We are seeking an experienced Sr. Manager Third party Cyber Risk Management to lead our Third-party Cybersecurity risk and governance efforts for India/Philippines market of R1 RCM.

The Senior Manager Third-Party Cyber Risk Management is responsible for leading and executing the organizations cybersecurity oversight of vendors, suppliers, partners, and other external entities.

This role ensures that all third-party relationships align with enterprise security policies, regulatory obligations, and risk tolerance levels.

The individual will own the third-party risk management (TPRM) lifecycle from onboarding and due diligence to continuous monitoring and remediation and will serve as the subject matter expert on vendor security governance.

Key Duties & Responsibilities :

Program Leadership & Governance :

- Design, implement, and mature the Third-Party Cyber Risk Management Program aligned with frameworks such as NIST CSF, ISO 27001, HIPAA, CIS Controls, and SOC2.

- Develop and maintain policies, standards, and procedures governing vendor security due diligence, onboarding, monitoring, and offboarding.

- Establish and iterate security exhibit for contracts, enforce compliance and iterate wherever needed.

- Lead governance committees or working groups to discuss vendor risk posture, key issues, and remediation progress with business, procurement, and legal teams.

- Define and track Key Risk Indicators (KRIs) and Key Performance Indicators (KPIs) for vendor risk and present them to leadership and risk committees.

Vendor Risk Assessment & Due Diligence :

- Oversee end-to-end third-party risk assessments including questionnaires, evidence review, and validation of security controls.

- Evaluate vendors against recognized security frameworks (e.g., SOC 2, ISO 27001, PCI DSS, NIST CSF, HIPAA/HITRUST).

- Manage inherent and residual risk scoring models to prioritize vendors based on business impact and data sensitivity.

- Perform or oversee onsite or virtual vendor audits for high-risk vendors and ensure timely closure of identified gaps.

- Work closely with Procurement and Legal to integrate cybersecurity clauses and right-to-audit provisions in vendor contracts.

Continuous monitoring and remediation :

- Implement and manage continuous monitoring tools and processes (e.g., SecurityScorecard, Recorded Future) to detect vendor security posture changes.

- Ensure that remediation plans are documented, tracked, and closed within defined SLAs.

- Coordinate periodic reassessments of critical and high-risk vendors to verify ongoing compliance.

- Manage escalation processes for non-compliant or high-risk vendors, including executive reporting and remediation oversight.

- Perform internal audits against client security requirements to proactively prepare and improve organizational security posture.
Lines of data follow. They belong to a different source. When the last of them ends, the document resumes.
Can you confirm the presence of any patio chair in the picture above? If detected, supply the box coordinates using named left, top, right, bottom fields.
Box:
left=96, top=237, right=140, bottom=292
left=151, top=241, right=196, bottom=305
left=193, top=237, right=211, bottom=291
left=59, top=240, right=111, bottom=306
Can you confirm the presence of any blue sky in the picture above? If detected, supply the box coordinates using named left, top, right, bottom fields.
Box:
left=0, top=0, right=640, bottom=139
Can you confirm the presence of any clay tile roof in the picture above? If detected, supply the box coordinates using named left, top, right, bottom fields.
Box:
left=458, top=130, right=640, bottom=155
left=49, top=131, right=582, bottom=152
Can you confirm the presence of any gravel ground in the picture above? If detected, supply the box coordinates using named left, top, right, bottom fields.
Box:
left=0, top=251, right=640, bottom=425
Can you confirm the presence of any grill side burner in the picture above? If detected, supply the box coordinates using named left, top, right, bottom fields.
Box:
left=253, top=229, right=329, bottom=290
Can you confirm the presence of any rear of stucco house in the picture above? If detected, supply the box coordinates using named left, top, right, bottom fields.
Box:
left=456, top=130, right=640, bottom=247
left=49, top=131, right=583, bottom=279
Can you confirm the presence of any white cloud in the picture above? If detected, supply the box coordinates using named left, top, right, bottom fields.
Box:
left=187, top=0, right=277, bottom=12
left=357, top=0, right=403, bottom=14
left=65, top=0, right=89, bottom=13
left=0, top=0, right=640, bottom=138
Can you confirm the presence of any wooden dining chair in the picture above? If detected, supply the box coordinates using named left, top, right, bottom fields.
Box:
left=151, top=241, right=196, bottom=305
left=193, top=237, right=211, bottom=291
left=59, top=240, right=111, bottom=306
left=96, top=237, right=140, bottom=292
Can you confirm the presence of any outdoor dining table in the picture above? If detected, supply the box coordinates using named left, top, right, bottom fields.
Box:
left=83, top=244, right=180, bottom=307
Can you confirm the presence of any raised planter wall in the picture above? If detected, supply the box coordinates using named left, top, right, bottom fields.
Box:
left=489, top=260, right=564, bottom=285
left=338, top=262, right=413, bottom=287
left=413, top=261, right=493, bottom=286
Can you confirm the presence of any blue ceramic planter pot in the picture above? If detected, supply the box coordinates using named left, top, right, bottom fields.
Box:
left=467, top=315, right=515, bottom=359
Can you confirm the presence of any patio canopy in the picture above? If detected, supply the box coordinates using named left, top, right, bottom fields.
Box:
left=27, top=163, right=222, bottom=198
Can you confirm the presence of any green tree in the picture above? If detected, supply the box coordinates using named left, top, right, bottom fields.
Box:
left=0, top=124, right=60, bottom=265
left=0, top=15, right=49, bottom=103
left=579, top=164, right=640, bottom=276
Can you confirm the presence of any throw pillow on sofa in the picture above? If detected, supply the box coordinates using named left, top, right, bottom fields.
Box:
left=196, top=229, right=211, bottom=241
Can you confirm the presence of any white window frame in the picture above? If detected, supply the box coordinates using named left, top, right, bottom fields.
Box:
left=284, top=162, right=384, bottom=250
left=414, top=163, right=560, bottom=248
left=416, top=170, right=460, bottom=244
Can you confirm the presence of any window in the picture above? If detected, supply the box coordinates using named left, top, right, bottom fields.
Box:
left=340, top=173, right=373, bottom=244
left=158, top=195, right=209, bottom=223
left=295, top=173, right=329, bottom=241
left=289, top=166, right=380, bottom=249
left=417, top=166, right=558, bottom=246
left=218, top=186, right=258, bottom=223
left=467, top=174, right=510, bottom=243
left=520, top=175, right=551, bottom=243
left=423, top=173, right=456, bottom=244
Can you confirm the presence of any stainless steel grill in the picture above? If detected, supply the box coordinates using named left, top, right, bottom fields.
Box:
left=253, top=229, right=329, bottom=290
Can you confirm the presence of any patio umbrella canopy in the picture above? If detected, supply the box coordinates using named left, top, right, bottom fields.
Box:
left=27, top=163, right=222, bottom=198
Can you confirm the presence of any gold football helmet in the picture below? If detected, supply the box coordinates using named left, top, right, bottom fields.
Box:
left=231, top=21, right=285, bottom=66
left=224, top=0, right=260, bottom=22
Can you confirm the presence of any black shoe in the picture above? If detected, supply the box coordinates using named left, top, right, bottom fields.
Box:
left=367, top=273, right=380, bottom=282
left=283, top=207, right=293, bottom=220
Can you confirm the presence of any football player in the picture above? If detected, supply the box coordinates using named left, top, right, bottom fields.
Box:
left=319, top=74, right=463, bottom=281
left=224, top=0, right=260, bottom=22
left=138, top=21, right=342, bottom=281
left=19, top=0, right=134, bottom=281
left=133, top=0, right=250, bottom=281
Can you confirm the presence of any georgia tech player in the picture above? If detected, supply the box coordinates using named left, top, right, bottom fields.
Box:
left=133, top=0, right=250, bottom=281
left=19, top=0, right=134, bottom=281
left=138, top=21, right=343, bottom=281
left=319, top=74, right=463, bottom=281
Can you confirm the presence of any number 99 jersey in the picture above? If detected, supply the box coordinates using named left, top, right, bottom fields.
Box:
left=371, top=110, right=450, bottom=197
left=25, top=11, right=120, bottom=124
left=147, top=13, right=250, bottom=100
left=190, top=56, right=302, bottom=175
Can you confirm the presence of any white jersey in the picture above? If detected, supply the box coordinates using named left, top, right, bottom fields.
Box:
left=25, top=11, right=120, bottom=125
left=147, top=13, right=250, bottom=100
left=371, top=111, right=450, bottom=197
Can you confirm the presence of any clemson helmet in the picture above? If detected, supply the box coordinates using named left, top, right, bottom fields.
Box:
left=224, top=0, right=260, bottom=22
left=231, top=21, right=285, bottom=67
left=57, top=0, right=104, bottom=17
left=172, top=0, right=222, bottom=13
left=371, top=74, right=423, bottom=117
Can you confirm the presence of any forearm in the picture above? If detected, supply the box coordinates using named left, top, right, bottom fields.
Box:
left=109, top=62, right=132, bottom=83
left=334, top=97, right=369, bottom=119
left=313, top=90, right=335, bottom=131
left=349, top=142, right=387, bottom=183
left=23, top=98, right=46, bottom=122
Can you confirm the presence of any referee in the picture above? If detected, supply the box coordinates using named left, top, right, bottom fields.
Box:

Collaboration and stakeholder management :

- Partner with Business Units, Procurement, Legal, Privacy, and IT Security teams to ensure security risk is addressed in all third-party engagements.

- Collaborate with Legal, Compliance to support external audits and regulatory reviews involving third-party risk.

- Provide subject matter expertise during M&A due diligence, supplier transitions, or strategic partnerships.

- Deliver training and awareness to business and procurement teams on vendor security best practices.

Reporting and metrics :

- Maintain a vendor risk register and ensure accurate documentation of risk decisions, exceptions, and compensating controls.

- Prepare executive dashboards and periodic reports summarizing vendor risk trends, findings, and remediation status.

- Support board-level reporting on supply chain and vendor cyber risks.

Experience, Skills & Knowledge :

- 7 to 10 years of total experience in information security, risk, or compliance roles.

- At least 5+ years of direct experience in third-party or vendor cyber risk management.

- Strong understanding of supply chain security, cloud vendor assessments, data privacy, and regulatory compliance (HIPAA, PCI DSS, GDPR, etc.

- Experience using GRC and vendor risk management platforms (e.g., Archer, Auditboard, or similar).

- Proven track record of leading remediation governance and cross-functional collaboration across business, IT, and legal teamsProven experience managing third-party cybersecurity risk and audit programs at scale.

- Excellent communication skills, with ability to interface with clients, vendors, operational, legal, and IT leadership.

Key Competencies :

- Certified Information Security Manager (CISM).

- Certified Information Systems Auditor (CISA).

- Certified in Risk and Information Systems Control (CRISC).

- HITRUST CCSFP or ISO 27001 Lead Implementer.